Leider habe ich kein Quarantänebecken, aber ich habe einen Wäschekorb kurzerhand umfunktioniert und habe dort die erschöpften Fische umquartiert. Der Wäschekorb steht im Gästezimmer und somit wird die Wassertemperatur auch langsam ansteigen. Morgen gebe ich den ausquartierten Fischen etwas Futter und hoffe sie erholen sich wieder.

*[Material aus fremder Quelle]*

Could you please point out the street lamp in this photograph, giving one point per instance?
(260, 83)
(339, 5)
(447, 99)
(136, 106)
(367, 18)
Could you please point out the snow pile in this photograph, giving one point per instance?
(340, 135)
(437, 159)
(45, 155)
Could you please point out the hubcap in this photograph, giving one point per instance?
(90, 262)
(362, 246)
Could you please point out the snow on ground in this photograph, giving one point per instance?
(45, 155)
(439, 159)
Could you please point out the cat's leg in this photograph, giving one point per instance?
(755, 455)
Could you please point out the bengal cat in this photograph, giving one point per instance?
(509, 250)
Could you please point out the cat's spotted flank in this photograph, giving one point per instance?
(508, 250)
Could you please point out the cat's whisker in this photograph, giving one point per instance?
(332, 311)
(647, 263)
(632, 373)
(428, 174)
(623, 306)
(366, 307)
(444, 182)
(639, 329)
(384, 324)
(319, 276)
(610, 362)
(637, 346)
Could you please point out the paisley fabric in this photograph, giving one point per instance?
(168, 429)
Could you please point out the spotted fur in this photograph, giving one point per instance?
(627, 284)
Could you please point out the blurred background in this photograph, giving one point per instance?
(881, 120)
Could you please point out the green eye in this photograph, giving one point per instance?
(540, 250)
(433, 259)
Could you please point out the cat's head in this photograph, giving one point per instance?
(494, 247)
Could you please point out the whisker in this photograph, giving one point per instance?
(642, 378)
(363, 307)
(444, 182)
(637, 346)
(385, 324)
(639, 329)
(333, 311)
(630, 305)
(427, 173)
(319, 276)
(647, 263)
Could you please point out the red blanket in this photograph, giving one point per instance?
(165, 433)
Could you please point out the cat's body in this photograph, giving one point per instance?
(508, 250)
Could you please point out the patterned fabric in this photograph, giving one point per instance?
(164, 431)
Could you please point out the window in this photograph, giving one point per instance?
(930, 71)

Damit habe ich nun wirklich nicht gerechnet, dass die Fische aufgrund von Nahrungsmangel erschöpft sind. Hätte ich vor dem Winter etwas anders machen sollen. Bisher hatten die Fische 2-3 mal pro Woche Sticks und Flockenfutter bekommen. 

Ich werde über das hoffentlich positive Ergebnis berichten.

Danke nochmal!

der golix


----------



## Joerg (24. Apr. 2012)

*AW: Fischsterben*

Hallo golix,
Wäschekorb ist zu klein, nimm lieber eine Regentonne.
Belüftung und *jeden* Tag WW.

Den Tierarzt holen. Ich denke nicht, dass es eine Sache von 2 Tagen ist.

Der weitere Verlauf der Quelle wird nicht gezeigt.